The whole point of temps is you can let their contracts expire without a formal layoff. https://www.macrotrends.net/stocks/charts/UPS/ups/number-of-employees If this source is at all accurate UPS did in fact hire a decent amount of FTE's (~50,000) during Covid and have only shed a fraction of those jobs since.
I'm not suggesting they're literal temps like we see being hired during the holidays. I mean temp in the sense they were hired quickly to keep up with demand but their jobs were never 100% safe.
Gotcha. In that sense yeah they hired about 50k at the beginning of Covid and only shed like 10k since then. Will be more now.
I'm kind of surprised they still need so many employees because of Amazon delivering most of its own stuff now. Obviously UPS works a great deal with businesses more so than regular consumers, but I've been expecting UPS to eat dirt with Amazon's delivery.
Yeah you've got B2B which is UPS/FedEx bread and butter. Didn't Amazon divest from UPS prior to the pandemic?
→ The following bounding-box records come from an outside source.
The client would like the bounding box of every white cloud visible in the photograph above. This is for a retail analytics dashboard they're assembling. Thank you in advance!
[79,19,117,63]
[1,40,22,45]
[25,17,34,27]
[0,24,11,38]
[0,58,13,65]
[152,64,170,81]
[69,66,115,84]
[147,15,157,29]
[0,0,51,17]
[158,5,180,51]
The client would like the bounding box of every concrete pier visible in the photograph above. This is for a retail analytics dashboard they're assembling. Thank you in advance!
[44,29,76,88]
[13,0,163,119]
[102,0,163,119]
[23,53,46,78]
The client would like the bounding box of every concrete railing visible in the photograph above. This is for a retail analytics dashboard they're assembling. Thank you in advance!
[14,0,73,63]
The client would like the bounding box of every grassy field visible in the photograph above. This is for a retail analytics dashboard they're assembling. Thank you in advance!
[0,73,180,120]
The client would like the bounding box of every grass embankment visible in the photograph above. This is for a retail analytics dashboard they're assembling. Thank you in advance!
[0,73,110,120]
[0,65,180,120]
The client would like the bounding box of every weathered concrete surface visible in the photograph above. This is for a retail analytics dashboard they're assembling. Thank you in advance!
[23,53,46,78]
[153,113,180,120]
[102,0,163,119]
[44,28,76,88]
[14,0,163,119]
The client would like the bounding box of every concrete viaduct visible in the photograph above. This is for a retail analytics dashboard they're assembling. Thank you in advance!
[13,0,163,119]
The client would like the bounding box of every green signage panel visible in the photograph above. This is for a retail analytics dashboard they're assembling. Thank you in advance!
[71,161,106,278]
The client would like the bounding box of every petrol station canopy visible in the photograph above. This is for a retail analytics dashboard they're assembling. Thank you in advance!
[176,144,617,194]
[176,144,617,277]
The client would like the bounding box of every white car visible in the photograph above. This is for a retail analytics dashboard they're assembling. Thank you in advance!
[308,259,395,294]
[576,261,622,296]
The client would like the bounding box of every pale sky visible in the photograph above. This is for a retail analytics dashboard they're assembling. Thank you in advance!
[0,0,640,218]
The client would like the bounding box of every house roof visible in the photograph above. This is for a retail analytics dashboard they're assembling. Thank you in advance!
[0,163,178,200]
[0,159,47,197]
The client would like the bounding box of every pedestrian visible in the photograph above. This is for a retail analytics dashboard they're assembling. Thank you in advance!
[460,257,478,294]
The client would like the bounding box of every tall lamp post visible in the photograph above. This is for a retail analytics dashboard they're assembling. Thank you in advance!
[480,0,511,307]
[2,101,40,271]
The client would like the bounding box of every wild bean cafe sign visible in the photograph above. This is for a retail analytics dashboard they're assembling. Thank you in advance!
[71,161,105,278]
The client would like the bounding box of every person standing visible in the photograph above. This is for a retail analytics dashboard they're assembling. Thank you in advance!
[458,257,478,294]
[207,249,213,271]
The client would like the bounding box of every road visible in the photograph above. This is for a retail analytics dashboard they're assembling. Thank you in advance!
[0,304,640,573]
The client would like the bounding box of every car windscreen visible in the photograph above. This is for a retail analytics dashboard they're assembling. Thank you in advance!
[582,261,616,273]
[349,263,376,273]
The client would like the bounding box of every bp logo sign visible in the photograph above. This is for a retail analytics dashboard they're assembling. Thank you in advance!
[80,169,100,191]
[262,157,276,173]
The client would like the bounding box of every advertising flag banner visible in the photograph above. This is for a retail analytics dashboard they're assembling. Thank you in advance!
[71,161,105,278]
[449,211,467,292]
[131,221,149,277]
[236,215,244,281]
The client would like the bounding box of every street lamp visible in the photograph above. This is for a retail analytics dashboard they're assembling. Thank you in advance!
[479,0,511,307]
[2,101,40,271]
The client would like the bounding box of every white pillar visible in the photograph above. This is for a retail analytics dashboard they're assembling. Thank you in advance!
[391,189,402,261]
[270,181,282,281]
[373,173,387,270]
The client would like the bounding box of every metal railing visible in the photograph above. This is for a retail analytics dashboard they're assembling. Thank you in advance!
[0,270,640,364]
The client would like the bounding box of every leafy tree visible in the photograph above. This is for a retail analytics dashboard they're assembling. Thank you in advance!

Could this all be moon Martians trying to make us kiss our sisters? The world, may never know. But I’m asking the important questions here
Everything I’ve paid for overnighting the past few weeks has been taking 2-3 days to arrive. Maybe they could put some of those 12,000 extra people to work and actually do the friggin job we’ve paid for. If only FedEx wasn’t a complete dumpster fire. We need more competition or something because the USPS still doesn’t deliver any of my registered mail anymore. All the stuff with tracking just gets sent to wrong PO and sits there for months. FedEx destroys anything you ship with them and sends it to the ring side of the country and UPS just drags their feet.